I’m converting my distributed code to work with PyTorch’s AMP, but I have confusion on how I should compute my grad penalty as part of my WGAN-GP loss. I have referred to the documentation on this matter but I believe my use case is slightly different.

Here’s my code on computing the grad penalty:

```
out = discrim(sample)
gradients = torch.autograd.grad(inputs=sample, outputs=out,
grad_outputs=torch.ones(out.shape).to(sample.device),
create_graph=True, retain_graph=True, only_inputs=True)[0]
```

You may assume that sample is a tensor yielded by my generator and out is a `N x 1`

tensor. I’ll start off with saying that this code *works* without amp, but I’m just confused on how I’m suppose to use amp with this. This is what I’m currently trying:

```
with autocast(False):
sample = scaler.scale(sample)
out = discrim(sample)
gradients = torch.autograd.grad(inputs=sample, outputs=out,
grad_outputs=torch.ones(out.shape).to(sample.device),
create_graph=True, retain_graph=True, only_inputs=True)[0]
gradients = gradients / scaler.get_scale()
```

Note that `sample`

was computed under `autocast(True)`

, but I’m not sure if this matters. This seems to work, but I think I want to compute `out`

under the mixed precision context to be faster. This seems to be slow atm.

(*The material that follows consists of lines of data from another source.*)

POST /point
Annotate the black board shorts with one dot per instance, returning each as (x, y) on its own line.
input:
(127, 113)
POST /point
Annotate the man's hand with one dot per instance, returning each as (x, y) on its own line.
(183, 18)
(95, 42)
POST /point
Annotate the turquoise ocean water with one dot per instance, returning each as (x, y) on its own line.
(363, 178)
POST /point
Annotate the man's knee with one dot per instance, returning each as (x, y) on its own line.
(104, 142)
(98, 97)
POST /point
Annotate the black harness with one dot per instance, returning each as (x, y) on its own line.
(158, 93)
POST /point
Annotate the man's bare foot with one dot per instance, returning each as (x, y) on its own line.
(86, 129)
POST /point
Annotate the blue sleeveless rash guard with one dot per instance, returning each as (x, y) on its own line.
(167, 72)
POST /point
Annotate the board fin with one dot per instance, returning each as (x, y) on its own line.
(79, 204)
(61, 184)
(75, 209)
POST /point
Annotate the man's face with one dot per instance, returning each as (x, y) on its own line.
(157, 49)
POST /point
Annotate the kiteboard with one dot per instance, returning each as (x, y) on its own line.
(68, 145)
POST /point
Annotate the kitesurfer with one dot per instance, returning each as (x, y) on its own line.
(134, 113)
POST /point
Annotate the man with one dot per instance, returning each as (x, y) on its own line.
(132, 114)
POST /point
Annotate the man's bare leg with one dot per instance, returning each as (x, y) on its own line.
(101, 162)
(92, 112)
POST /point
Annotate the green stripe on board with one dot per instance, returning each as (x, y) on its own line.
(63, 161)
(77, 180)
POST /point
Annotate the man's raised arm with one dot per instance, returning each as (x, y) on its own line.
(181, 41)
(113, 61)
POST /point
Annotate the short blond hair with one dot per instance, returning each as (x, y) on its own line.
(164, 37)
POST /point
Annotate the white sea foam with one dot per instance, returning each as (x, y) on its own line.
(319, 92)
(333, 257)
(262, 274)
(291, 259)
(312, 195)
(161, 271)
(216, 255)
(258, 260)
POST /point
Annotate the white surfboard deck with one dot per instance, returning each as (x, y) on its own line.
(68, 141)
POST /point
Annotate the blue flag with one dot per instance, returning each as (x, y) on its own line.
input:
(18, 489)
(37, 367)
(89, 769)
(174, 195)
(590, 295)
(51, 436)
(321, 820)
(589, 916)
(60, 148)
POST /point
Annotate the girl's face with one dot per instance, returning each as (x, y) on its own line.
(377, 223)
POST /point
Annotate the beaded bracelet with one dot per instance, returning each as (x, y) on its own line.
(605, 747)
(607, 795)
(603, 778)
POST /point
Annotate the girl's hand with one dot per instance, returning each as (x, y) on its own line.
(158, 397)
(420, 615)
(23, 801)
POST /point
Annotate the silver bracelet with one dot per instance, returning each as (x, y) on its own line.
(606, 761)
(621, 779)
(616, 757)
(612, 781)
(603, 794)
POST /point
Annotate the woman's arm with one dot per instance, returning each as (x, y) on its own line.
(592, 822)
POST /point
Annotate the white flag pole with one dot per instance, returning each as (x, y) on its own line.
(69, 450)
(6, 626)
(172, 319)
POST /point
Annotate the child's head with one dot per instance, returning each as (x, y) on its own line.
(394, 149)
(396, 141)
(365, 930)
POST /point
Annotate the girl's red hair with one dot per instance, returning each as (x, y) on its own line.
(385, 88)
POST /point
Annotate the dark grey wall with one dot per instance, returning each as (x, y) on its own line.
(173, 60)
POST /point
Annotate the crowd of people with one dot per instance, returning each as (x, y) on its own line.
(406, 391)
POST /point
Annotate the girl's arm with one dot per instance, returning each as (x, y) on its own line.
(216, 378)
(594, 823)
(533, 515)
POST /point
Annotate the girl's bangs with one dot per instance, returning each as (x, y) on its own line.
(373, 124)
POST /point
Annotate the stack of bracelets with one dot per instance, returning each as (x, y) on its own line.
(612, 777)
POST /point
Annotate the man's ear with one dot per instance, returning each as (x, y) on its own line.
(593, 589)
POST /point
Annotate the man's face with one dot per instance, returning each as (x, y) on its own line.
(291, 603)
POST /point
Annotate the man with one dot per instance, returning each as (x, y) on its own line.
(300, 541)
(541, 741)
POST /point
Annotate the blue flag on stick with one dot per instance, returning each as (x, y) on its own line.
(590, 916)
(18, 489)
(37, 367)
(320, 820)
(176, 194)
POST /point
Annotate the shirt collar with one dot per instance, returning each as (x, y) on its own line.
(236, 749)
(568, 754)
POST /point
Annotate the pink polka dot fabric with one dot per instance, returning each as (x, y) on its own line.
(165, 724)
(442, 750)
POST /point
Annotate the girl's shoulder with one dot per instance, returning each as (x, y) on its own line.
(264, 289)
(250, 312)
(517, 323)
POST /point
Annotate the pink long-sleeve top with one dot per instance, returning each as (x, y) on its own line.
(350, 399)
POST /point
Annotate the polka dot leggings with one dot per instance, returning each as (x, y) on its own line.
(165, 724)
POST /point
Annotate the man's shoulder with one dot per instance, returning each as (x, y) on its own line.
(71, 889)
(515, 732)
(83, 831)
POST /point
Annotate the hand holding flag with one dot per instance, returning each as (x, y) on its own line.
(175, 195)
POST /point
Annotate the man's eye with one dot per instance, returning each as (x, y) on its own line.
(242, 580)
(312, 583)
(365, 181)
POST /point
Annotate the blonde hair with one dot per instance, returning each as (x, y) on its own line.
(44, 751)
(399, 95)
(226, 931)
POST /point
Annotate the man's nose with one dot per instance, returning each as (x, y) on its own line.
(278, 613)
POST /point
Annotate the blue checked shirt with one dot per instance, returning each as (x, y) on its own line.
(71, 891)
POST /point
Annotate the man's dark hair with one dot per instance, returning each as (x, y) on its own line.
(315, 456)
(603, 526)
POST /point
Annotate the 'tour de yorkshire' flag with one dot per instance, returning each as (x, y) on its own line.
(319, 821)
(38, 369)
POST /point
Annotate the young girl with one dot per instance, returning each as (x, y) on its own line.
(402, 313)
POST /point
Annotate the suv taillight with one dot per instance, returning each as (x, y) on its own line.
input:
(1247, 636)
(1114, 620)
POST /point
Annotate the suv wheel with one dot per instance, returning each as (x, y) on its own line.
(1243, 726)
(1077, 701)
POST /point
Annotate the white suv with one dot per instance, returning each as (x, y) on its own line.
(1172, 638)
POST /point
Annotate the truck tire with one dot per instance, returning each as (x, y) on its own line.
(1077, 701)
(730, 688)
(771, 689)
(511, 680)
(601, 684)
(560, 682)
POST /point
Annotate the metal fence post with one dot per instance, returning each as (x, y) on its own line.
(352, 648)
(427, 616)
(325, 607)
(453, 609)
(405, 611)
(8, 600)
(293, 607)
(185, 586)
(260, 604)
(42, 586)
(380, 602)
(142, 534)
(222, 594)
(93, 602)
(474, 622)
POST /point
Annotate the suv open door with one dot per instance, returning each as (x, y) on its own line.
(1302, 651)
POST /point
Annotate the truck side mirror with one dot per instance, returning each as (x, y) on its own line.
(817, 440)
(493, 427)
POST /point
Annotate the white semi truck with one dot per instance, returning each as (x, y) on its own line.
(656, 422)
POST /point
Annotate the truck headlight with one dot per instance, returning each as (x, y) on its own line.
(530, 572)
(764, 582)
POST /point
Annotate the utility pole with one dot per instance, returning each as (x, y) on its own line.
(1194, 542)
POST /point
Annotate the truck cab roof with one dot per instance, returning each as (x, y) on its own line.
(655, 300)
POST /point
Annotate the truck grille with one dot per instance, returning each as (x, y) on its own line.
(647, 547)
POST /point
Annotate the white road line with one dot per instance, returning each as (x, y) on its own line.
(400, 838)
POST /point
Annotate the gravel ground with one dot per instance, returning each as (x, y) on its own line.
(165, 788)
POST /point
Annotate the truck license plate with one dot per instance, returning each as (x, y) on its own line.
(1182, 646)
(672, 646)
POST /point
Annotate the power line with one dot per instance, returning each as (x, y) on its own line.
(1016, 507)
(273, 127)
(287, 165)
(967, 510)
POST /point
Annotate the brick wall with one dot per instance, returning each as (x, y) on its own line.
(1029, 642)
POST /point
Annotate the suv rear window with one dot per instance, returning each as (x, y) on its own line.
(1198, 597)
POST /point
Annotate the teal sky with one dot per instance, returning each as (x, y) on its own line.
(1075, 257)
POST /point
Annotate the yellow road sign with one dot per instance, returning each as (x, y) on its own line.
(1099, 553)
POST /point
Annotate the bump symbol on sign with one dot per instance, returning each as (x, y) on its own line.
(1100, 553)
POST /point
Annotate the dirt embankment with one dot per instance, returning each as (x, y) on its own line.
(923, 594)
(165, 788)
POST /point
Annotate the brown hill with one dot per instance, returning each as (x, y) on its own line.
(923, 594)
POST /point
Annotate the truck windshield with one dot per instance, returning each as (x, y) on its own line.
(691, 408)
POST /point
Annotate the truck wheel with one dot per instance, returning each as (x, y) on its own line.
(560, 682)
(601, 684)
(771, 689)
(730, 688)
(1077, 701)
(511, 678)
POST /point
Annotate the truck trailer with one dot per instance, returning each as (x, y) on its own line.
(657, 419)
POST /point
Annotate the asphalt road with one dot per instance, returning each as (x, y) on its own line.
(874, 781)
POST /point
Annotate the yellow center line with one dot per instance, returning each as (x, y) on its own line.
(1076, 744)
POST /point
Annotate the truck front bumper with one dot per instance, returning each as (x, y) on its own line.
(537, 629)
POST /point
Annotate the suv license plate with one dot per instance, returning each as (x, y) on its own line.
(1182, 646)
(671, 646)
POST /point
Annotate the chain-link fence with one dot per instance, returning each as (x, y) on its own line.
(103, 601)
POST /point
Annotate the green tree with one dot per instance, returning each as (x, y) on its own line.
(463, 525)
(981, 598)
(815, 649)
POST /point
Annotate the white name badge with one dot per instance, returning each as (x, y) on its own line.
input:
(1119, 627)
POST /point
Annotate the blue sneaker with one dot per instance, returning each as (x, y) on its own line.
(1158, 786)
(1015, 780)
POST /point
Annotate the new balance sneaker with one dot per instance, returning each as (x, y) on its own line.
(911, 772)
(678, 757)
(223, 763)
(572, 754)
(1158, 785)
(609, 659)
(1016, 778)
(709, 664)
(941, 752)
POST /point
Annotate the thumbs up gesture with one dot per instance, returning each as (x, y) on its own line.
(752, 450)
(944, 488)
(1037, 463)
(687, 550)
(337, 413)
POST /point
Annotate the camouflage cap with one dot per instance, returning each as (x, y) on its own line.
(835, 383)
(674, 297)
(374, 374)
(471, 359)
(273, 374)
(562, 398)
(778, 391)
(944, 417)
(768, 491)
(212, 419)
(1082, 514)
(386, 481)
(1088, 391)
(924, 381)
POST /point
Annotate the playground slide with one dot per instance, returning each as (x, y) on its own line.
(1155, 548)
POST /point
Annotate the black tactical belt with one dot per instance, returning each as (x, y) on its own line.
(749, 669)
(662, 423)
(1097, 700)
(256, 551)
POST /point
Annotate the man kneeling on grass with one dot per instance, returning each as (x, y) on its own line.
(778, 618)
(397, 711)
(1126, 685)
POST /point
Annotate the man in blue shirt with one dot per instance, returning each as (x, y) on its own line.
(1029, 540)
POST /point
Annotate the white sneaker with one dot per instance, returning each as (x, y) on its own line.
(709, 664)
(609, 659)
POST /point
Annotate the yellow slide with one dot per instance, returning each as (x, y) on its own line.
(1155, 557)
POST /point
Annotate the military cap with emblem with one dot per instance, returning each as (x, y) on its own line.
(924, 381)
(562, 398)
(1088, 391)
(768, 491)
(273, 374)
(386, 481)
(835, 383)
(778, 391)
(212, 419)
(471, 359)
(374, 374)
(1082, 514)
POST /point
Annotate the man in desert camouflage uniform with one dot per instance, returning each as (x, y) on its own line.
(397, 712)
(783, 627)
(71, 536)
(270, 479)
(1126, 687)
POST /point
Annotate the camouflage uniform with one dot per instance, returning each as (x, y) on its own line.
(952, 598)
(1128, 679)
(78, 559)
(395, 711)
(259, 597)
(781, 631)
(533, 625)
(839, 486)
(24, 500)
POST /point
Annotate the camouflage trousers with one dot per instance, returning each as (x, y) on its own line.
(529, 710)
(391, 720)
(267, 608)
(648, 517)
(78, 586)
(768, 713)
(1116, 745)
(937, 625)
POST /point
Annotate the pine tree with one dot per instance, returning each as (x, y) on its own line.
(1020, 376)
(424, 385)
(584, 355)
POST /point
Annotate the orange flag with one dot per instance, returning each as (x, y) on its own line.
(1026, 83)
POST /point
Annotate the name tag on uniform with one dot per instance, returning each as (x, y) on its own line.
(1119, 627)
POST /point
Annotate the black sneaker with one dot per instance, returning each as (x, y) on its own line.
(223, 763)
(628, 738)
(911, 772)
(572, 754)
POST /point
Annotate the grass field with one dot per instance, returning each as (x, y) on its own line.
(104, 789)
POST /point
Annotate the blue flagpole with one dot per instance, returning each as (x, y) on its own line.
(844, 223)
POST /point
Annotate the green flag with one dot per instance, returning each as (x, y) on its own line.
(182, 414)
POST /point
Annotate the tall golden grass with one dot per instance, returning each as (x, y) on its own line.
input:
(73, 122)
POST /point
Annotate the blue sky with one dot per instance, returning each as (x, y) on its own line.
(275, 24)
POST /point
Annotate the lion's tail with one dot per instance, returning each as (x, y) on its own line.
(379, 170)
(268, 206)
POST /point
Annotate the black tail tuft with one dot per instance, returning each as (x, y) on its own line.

This my second attempt at the problem:

```
with autocast(True):
out = discrim(x=sample)
with autocast(False):
sample = scaler.scale(sample)
out = scaler.scale(out)
gradients = torch.autograd.grad(inputs=sample, outputs=out,
grad_outputs=torch.ones(out.shape).to(sample.device),
create_graph=True, retain_graph=True, only_inputs=True)[0]
gradients = gradients / scaler.get_scale()
```

But I get this error on autograd: `One of the differentiated Tensors appears to not have been used in the graph`

. I’m not really sure on what’s the proper way of doing this. Any help is greatly appreciated!